How many movies have we seen where at the most critical possible time, a flashlight’s batteries fail? Batteries, while a convenient thing for powering portable devices have a bad habit of dying out, and while movies do this for tension or comedic effect, it does seem like this happens when you absolutely don’t want it to. Today, we’re going to learn a bit about how the rechargeable flashlights work, some factors to consider when shopping for these, and look at TOP 5 of what we feel are the best Best Rechargeable Flashlights out there.

While a battery that never runs out is impossible, as far as modern technology and science would have it, rechargeable batteries go a long way towards taking the bite out of this problem. Only you don’t see a lot of rechargeable flashlights out there, do you? You’d think the technology either doesn’t exist or is rare.

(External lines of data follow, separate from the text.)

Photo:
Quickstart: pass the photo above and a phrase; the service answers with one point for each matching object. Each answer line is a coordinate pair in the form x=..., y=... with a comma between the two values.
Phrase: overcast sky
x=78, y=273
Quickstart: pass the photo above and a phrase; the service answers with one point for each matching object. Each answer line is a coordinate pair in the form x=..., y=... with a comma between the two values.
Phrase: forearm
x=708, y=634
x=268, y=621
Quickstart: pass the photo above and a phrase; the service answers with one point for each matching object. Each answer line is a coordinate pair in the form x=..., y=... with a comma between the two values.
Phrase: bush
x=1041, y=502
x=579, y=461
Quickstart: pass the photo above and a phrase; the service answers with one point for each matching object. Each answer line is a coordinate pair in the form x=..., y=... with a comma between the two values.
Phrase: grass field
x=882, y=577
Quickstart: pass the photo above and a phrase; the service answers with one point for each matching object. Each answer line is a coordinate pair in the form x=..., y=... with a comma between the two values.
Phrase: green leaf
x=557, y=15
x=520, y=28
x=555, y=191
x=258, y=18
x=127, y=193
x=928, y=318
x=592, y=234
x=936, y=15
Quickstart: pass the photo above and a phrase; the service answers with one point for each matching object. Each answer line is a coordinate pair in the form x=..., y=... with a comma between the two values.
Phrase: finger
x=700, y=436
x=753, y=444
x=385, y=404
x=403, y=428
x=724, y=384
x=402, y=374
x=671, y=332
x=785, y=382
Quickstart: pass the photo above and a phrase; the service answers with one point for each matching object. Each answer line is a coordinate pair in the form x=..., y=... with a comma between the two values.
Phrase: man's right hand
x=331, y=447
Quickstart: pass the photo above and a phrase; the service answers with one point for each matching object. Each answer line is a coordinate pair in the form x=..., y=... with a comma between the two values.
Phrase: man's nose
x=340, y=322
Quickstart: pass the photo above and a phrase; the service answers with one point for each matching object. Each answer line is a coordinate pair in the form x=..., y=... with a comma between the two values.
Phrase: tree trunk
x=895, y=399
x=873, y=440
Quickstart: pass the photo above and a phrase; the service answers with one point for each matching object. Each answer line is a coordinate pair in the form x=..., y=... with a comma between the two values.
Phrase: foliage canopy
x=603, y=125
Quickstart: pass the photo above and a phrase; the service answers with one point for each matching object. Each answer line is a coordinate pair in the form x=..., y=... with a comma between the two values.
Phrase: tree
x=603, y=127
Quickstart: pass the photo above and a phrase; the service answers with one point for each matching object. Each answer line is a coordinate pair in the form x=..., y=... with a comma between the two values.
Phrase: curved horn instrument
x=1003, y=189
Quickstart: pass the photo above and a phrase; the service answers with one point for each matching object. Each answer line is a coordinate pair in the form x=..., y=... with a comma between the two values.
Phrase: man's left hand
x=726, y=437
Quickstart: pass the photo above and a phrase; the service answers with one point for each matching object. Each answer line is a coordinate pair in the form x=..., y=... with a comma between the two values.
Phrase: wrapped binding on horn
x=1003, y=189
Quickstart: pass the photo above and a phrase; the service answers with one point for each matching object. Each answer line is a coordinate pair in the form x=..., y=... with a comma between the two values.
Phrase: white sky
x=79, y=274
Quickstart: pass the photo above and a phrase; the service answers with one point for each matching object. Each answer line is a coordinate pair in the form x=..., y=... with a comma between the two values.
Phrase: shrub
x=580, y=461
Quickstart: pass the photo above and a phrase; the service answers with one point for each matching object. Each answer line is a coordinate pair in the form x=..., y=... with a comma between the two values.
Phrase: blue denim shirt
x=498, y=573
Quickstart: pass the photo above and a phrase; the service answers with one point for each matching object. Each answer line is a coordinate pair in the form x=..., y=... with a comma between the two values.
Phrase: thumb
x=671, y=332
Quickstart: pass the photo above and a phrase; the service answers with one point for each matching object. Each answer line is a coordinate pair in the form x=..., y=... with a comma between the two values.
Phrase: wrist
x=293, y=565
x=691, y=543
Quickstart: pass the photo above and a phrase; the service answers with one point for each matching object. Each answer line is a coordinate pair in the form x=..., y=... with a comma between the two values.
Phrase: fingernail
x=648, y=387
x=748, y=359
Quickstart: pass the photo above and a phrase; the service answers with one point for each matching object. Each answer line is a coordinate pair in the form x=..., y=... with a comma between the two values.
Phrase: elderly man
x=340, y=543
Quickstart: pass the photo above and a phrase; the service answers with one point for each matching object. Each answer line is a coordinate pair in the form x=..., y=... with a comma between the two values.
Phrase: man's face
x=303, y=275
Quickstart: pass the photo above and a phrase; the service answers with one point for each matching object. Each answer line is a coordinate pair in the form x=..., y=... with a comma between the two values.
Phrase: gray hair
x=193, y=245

Sure, you can make any flashlight “rechargeable” by using rechargeable AA/AAA batteries, but those actually tend to suck, because their ability to take on a charge diminishes very quickly after a few uses. They tend to not have a very long-lived charge either, compared to standard high-performance batteries.

However, rechargeable flashlights, which can use USB and hold a long-lived charge, are indeed a thing. It’s surprising it took so long for this technology to catch on, but today, there are a lot of these solutions out there.

What’s a Rechargeable Flashlight and How It Works?

Like the name would convey, these are flashlights which can be recharged and not by putting rechargeable batteries in a standard flashlight. These usually use either a cradle or a standard micro USB interface just like Bluetooth speakers and smartphones.

The batteries themselves are a little complicated, so we need to understand the concept behind batteries as a whole. Batteries, no matter the type, produce a charge by an imbalance of ionization/charge in one cell, compared to another. The positive and negative bridges between them, when a circuit is completed, causes the battery to seek balance, and the discharge is a useful voltage.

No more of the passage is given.